Avec ses lunettes à grands verres ronds finement cerclés d’un matériau cuivré qui me laisse le souvenir de cheveux presque roux alors qu’ils étaient peut-être blonds (une moustache, aussi ?) et son air de vigoureux berger écossais, le vendeur paraissait en total décalage avec son âge, relativement jeune, et partant, il n’était plus du tout si étrange de l’entendre parler des chapeaux qui encombraient son appartement – jusqu’à la cuisine, si j’ai bien compris, puisqu’il choisit au gré de son humeur lequel porter pour prendre son petit-déjeuner.

Entre anecdotes personnelles et prix exorbitant de la marchandise, il nous a raconté que les chapeaux haut-de-forme ne se font plus, qu’il faudrait une manufacture entière pour reproduire les conditions de fabrication nécessaire, avec la colle particulière, la bonne aération, etc. alors que cela ne représente plus qu’un marché de niche, maintenu par les chapeaux qui restent en circulation depuis la fermeture de la manufacture, en 1900 et des poussière. Quoiqu’il s’agissait d’un haut-de-forme et non d’un chapeau melon (ça, c’est dans deux semaines), cela a été le moment surréaliste : lorsqu’on s’est rendu compte, Palpatine et moi, que le chapeau qu’il avait sur la tête avait un siècle. Le vendeur nous a désigné une vitrine où se trouvaient des antiquités ; les chapeaux qui y étaient exposés pour avoir appartenu à des sommités n’étaient guère plus vieux, seulement dans un état déplorable. Palpatine n’osait plus toucher à celui qu’il avait sur la tête et, pour l’enlever, l’a saisi du bout de ses doigts fins et l’a précautionneusement ôté de son chef, le ramenant au ralenti devant lui comme s’il allait tomber en poussière au contact de la peau. Un siècle. D’un coup, le prix exorbitant du chapeau, même pour de la soie, s’expliquait par sa valeur d’objet de collection (peu sont restés dans un si bon état de conservation). On s’est regardés avec Palpatine, mi-ahuris mi-émerveillés, lui surtout.

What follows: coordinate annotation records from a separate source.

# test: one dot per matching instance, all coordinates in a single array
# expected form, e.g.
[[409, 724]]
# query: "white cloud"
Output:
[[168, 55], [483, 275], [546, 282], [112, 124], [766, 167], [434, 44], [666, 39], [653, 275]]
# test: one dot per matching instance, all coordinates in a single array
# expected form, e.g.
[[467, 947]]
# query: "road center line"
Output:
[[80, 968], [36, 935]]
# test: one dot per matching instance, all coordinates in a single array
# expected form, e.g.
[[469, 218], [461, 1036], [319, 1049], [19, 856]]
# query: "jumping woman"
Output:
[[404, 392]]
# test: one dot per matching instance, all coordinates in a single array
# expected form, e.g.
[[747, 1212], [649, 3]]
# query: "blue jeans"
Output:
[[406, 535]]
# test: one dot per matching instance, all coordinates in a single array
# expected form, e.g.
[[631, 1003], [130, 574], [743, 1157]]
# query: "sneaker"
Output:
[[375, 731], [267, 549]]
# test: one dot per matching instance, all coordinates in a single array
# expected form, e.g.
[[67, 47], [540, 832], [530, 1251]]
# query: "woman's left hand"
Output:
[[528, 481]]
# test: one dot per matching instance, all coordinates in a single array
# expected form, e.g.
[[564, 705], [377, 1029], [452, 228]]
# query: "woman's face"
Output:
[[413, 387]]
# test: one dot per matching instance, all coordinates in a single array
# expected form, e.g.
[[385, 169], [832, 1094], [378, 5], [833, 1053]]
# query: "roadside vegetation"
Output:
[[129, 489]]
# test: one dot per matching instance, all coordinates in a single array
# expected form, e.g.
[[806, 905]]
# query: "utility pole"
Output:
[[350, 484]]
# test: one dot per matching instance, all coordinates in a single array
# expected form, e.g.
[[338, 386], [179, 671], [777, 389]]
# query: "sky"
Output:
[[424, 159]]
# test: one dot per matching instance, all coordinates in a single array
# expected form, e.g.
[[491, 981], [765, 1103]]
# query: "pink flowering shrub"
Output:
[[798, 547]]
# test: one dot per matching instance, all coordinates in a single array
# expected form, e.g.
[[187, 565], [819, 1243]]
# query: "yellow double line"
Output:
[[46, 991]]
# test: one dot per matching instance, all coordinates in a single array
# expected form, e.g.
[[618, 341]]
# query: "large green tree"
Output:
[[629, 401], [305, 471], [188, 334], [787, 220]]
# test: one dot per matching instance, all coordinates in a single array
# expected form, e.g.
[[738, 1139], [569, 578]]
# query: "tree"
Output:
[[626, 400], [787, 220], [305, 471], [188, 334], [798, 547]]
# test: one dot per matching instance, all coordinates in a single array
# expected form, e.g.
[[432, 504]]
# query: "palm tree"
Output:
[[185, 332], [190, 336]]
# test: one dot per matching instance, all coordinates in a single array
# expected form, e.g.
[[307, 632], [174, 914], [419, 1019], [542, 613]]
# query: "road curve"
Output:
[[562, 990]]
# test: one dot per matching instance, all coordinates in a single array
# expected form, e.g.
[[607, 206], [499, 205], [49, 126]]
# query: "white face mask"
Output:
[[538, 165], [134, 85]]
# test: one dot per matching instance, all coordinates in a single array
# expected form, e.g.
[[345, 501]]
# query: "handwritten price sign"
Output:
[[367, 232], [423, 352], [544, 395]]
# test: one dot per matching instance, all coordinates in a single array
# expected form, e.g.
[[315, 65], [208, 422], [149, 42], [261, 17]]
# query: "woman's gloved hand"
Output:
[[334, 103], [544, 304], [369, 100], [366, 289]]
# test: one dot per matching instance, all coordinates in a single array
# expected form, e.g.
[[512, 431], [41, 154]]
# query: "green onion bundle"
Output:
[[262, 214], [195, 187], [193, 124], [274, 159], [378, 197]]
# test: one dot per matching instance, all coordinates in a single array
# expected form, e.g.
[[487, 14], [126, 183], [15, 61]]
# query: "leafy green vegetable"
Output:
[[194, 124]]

Le plus excitant, dans ce voyage dans le temps, c’est que le haut-de-forme lui va fichtrement bien et qu’il n’a même pas l’air déguisé comme je le craignais (ou alors je suis tombée amoureuse de ses lubies). For nothing special, s’est-il vu forcé d’avouer au vendeur lorsqu’il lui a demandé à quelle occasion il comptait en porter. Né un siècle trop tard.

 

1Il vous expliquerait, comme il l’a fait en sortant de l’ échoppe, que l’élégant n’a rien à voir avec le dandy. Tandis que celui-ci fait de son apparence son œuvre, qui est à elle-même sa propre fin (art for art’s sake, here we are), celui-là en ferait le moyen de son ascension sociale (exit la fascination wildienne). D’où que Palpatine met dans une paire de souliers la somme dépensée pour toutes vos chaussures et qu’il en parle néanmoins comme de (vulgaires) « godasses ». CQFD.